Only as long as it takes for those 75% to make it to the pitchforks.

$25,000 is plenty to live on for single people in certain parts of the country. When I was in college I could live large on about half that with no problem at all.
I was with you until the last sentence:

> This means tax cuts but above all simplifications of the relevant law.

How do you pay for the poorest to have tolerable lives with tax cuts? Or are you talking about cutting out regressive taxes on the working poor?

Maybe he believes we're somewhere to the right of the peak of the Laffer curve.

There's literally no evidence whatsoever for that, but evidence isn't what causes people to advocate for tax cuts for people making "many millions of times more money" than those who aren't lucky or talented.
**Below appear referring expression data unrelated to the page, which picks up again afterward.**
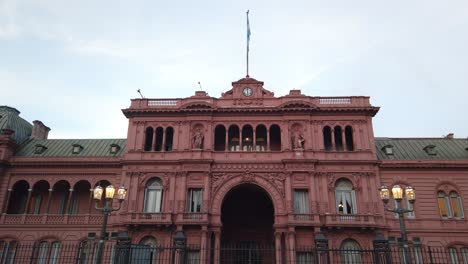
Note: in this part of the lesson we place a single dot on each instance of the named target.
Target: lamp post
(106, 209)
(397, 193)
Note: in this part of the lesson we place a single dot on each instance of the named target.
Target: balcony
(195, 218)
(304, 219)
(44, 219)
(142, 218)
(352, 220)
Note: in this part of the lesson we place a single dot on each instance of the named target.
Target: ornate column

https://en.wikipedia.org/wiki/Laffer_curve

I meant tax cuts and simplifications for the poor. Mostly the tax cuts would come as a result of the simplifications (eg if you import something with small import duties we can just do away with them, which will make them a little more money but mostly saves them time in not having to fill the paperwork and figure out which laws they fall under).

Large companies can afford the complexity but small companies typically can't. More importantly a neighborhood printshop isn't a complex business (it doesn't, for example, have overseas income on intellectual property taxes).

> Large companies can afford the complexity but small companies typically can't.

I love the idealism, but that's not how it works. Small or large, you will hire a company that specializes in customs to handle all the paperwork for you. It's about as complex as paying a bill for a small business.

The same applies to accounting, taxes, legal issues, etc. all businesses outsource this work to specialists.

The problem is that all facets of business have become so complex and specialized that you now need a specialist for everything. This isn't a burden on the business, since all businesses have to pay it and handle it in the same way.

It's a burden on the employees and consumers. They pay for all this complexity through lower salaries and higher prices.

OK, then I agree with you completely now that I understand. I concur we should incent small and family businesses.
The people have spoken, and with one voice they have demanded increased government spending and lower taxes.

It's a quote, but I forget where from.